Amigo são-paulino, leitor do Tricolornaweb, o São Paulo conseguiu um resultado pouco provável como time que Crespo colocou em campo. Ganhou do Fortaleza no Castelão, algo que não acontecia há cinco anos e teve, ainda, como destaque o fato de ter jogado desde os 22 minutos do primeiro tempo com um homem a menos, já que Rigoni foi – mal – expulso.

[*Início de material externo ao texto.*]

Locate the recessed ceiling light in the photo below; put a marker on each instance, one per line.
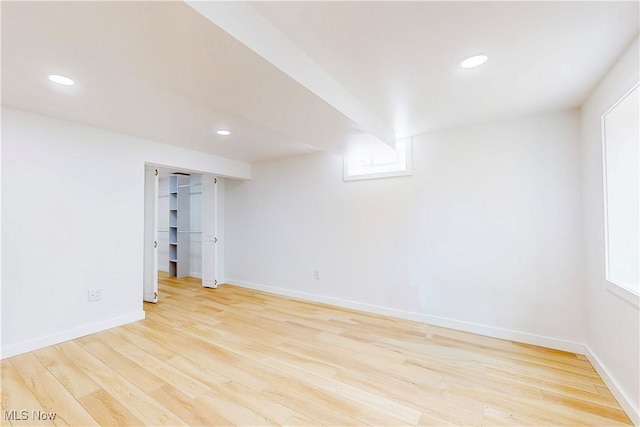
(61, 80)
(474, 61)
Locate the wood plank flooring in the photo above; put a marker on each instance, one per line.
(232, 356)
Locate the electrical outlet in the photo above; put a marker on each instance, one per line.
(94, 295)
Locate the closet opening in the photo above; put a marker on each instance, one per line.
(182, 229)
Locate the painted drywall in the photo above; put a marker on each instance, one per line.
(485, 236)
(613, 322)
(72, 220)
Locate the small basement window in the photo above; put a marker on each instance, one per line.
(369, 165)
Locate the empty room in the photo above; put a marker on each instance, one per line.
(320, 213)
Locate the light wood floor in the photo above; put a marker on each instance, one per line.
(235, 356)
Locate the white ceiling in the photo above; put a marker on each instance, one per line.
(335, 73)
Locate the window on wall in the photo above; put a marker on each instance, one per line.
(376, 164)
(620, 142)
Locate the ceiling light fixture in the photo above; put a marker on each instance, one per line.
(474, 61)
(61, 80)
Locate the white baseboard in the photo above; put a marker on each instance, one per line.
(57, 338)
(633, 411)
(444, 322)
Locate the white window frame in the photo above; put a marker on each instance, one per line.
(622, 290)
(401, 170)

Como é que você pode acreditar que um time formado por: Rafael; Negrucci, Luiz Gustavo e Sabino; Cedric, Paulo Maia, Bobadilla, Rodriguinho e Wendel; Rigoni e Tápia vá conseguir uma vitória fora de casa? Uma zaga com somente um zagueiro da posição; os outros dois volantes, com um voltando de uma grave lesão de saúde e há quase um ano parado. Um meio de campo que tem se mostrado ineficiente e um ataque que parecia ser pior ao que vinha jogando.
Porém tudo isso se desfez quando Rigoni puxou um contra-ataque pouco provável de final feliz, deu para Rodriguinho que seguiu nesse contra-ataque pouco provável de final feliz, que voltou para Rigoni ir à linha de fundo para uma jogada pouco provável de final feliz, que rolou para trás para Tápia bater para o gol de forma pouco provável de final feliz. Mas o final foi feliz e saiu um belo gol, pelo trabalho da equipe.
É verdade que não podemos medir a eficiência deste time pelo adversário. Afinal, encontramos um time que é pior que o São Paulo e que certamente visitará a série B no próximo ano. Mas o que vale são os três pontos. O resto a gente deixa para depois.
Destaques na partida para Sabino, perfeito na zaga; Luiz Gustavo, uma volta espetacular, comandando o sistema defensivo; Tapia, com uma garra poucas vezes vista neste elenco; e Crespo, que soube arrumar o time, evitar a pressão adversária e ainda conseguir aumentar o placar no final, em outro contra-ataque, desta vez puxado por Bobadilla, com lindo passe para Enzo Dias, que deu linda assistência para Luciano.
Jogamos como time pequeno? Sim, jogamos. Mas eu diria que esse é o nosso patamar. Não estamos na vibe de poder comandar o jogo, empurrar o adversário para trás, fazer o que fazem Palmeiras e Flamengo, por exemplo. Esse nosso tempo ficou lá atrás e está longe de voltar. Portanto, de novo, contra o Palmeiras, vamos encher o time de zagueiros e volantes. Quem sabe consigamos algo positivo.